Kulturalne narzekanie na rzeczywistość! Uwaga - zawiera offtopy!
Strona 1424 / 2892
Zamówiłam w czerwcu sukienkę ze sklepu internetowego. Na stronie odnośnie zwrotów mieli jedynie napisane, żeby przed wysyłką zwrotną się z nimi skontaktować, ponieważ adres zwrotu nie jest taki sam, jak adres z którego paczka przyjechała. Napisałam więc do nich maila, i się okazało, że jeśli chcę zwrócić sukienkę, to muszę ją wysłać do Chin, a najtańsza wysyłka tam kosztuje 60 zł Kompletnie mi się to nie opłaca, więc chyba spróbuję ją sprzedać za parę groszy na OLX.
Cikelly. Normalnie nie kupuję na takich stronach, ale akurat szukałam kiecki na wesele i się skusiłam - niepotrzebnie, bo sukienka okazała się dosłownie z plastiku, więc raczej nie polecam
Zrobiłam porządki w zdjęciach i przeraża mnie ilość recenzji, które mam do napisania Muszę ustalić sobie jakieś dzienne minimum, albo utonę w tych zdjęciach
U mnie to nawet nie brak czasu, a brak chęci 🙈 Teoretycznie wiem, że napisanie recenzji nie zajmie mi dużo czasu, a i tak nie mogę się zebrać, żeby to zrobić 😂 Efekt jest taki, że mam około 200-300 zdjęć do opisania 🙈
Ja ostatnio próbuję się motywować z dnia na dzień, czyli np. dzisiaj szykuję sobie chmurki na jutro, a jutro będę szykować na kolejny dzień itp. Nie jestem w stanie zapisać np. 10 czy 20 na jeden raz, bo mam wtedy wrażenie, że w każdej piszę to samo
Oj tak, ja też nie jestem w stanie pisać ich hurtowo. Myślę, że spróbuję pisać po 2-3 recenzje dziennie i zobaczę jak będzie mi szło 🤷
Ja też mam do dodania tyle zdjęć a jeszcze je dopracować, żeby była różowa chmurk to już całkiem schodzi..
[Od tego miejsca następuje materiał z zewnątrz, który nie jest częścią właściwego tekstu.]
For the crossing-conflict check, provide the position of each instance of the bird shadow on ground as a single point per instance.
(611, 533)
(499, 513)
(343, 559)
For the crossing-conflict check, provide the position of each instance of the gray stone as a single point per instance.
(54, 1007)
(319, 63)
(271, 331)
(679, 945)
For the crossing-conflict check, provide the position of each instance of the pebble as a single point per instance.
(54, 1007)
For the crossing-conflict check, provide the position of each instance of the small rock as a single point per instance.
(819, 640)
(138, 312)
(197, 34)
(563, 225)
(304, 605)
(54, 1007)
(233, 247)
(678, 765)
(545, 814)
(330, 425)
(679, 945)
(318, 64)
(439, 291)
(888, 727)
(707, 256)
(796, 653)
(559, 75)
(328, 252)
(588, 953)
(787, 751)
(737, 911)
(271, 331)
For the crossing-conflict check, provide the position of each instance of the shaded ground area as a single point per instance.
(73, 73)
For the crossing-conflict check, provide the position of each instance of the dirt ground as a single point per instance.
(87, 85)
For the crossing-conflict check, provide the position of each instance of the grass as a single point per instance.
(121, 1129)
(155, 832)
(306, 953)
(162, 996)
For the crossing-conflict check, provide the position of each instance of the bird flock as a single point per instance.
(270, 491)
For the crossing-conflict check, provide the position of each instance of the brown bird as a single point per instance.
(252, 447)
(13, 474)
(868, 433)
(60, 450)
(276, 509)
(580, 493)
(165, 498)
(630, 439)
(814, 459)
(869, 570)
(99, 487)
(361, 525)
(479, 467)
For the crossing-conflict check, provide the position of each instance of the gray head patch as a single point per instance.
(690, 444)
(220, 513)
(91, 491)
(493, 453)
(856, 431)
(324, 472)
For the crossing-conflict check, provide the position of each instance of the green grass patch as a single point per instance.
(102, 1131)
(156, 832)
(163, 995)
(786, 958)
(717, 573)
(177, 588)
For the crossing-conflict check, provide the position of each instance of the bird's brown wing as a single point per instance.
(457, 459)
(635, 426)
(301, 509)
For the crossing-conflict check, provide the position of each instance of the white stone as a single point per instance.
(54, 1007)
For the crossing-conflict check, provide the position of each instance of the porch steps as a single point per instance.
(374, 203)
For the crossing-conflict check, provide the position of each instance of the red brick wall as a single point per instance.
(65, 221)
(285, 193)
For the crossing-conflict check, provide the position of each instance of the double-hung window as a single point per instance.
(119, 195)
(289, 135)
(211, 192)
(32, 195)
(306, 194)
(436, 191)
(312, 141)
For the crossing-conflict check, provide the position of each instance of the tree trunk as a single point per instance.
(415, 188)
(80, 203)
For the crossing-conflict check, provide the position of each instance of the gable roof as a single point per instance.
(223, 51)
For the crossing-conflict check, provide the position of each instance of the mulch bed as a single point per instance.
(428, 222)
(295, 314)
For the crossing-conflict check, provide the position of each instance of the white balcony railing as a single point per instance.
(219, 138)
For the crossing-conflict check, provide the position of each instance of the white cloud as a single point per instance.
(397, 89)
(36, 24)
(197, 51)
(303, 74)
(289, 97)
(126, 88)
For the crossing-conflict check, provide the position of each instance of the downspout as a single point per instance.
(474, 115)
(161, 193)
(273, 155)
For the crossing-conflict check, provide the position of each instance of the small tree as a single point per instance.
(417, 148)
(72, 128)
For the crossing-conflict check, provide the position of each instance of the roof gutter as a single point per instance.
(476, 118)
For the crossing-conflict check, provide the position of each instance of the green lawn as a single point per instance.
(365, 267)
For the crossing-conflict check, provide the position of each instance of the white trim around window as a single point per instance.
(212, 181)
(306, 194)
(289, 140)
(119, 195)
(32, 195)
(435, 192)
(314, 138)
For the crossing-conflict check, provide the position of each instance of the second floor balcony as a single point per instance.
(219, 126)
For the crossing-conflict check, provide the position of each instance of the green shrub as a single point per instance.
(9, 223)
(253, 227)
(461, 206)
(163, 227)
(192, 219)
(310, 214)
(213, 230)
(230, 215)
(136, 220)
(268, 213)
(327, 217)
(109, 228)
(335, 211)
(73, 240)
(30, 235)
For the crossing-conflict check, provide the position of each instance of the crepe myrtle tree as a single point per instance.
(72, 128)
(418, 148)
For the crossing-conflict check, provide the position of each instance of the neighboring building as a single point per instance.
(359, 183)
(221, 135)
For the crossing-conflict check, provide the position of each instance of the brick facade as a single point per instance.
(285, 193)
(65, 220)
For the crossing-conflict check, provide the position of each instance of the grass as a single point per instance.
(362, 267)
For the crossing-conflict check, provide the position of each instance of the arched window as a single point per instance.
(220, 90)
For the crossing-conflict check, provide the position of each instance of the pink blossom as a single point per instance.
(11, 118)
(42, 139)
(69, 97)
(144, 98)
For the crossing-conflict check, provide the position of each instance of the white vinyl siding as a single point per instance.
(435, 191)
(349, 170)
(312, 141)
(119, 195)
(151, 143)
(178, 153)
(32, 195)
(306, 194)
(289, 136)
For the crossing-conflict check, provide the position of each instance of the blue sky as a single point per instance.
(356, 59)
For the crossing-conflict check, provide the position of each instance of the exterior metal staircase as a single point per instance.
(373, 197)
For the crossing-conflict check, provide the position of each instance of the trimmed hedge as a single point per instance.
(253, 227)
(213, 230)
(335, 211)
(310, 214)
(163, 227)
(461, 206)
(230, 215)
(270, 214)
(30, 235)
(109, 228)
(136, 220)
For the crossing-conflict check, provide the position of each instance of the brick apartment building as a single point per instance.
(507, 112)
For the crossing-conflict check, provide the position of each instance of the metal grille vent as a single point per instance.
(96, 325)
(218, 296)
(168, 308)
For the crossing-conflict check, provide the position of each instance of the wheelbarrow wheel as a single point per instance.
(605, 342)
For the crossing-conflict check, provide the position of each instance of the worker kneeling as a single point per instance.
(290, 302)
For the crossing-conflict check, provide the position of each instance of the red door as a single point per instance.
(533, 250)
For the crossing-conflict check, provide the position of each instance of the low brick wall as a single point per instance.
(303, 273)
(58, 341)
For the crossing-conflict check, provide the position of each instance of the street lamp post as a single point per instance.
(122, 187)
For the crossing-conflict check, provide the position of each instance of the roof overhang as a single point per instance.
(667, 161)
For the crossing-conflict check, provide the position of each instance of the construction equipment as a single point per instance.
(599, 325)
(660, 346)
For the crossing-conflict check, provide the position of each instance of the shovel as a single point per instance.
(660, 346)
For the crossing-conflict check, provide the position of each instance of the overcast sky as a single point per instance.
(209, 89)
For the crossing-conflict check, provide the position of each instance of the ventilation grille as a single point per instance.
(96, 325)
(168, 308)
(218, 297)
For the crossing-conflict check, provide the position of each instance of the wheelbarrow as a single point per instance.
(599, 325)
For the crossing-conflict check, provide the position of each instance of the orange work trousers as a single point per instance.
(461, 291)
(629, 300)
ostatnio ciągle mnie bolą oczy, byłam dziś u okulisty i wada mi się znowu powiększyła, na jedno oko mam już -3,75 i nie widzę tych największych liter boję się co będzie dalej.....wiem, że zmęczone oczy to główna zasługa pracy przy komputerze no ale w moim zawodzie nie da się inaczej :<
przygotowania do wesela znowu stanęły przez problemy rodzinne,
dzisiaj to aż chce mi się płakać przez to wszystko
Ja już nawet o tym nie myślę, chciałabym po prostu napisać te recenzje póki pamiętam co jak mi się sprawdziło 🙈
To też czasochłonna praca, pamiętam jak kiedyś cały cały dzień spędziłam na pisaniu bo dodawałam dużo chmurek jednego dnia..
macie czasem tak, że przyśni się wam coś zupełnie nierealnego ale mocno związanego z przeszłością i potem cały dzień jesteście przez to takie przytłoczone i smutne? 🙄
Tak. Później cały dzień o tym myślę i nie mogę tego wyrzucić z głowy. Ale ostatnio non stop śni mi się praca...
Tak czasem się zdarzy, chociaż ja mam mega dziwne sny. Zwłaszcza za granicą, które się sprawdzały na 2 dzień😳
Oj tak, często tak mam. A jeszcze gorzej czuje się jak śni mi się coś takiego co chciałabym, żeby wydarzyło się naprawdę.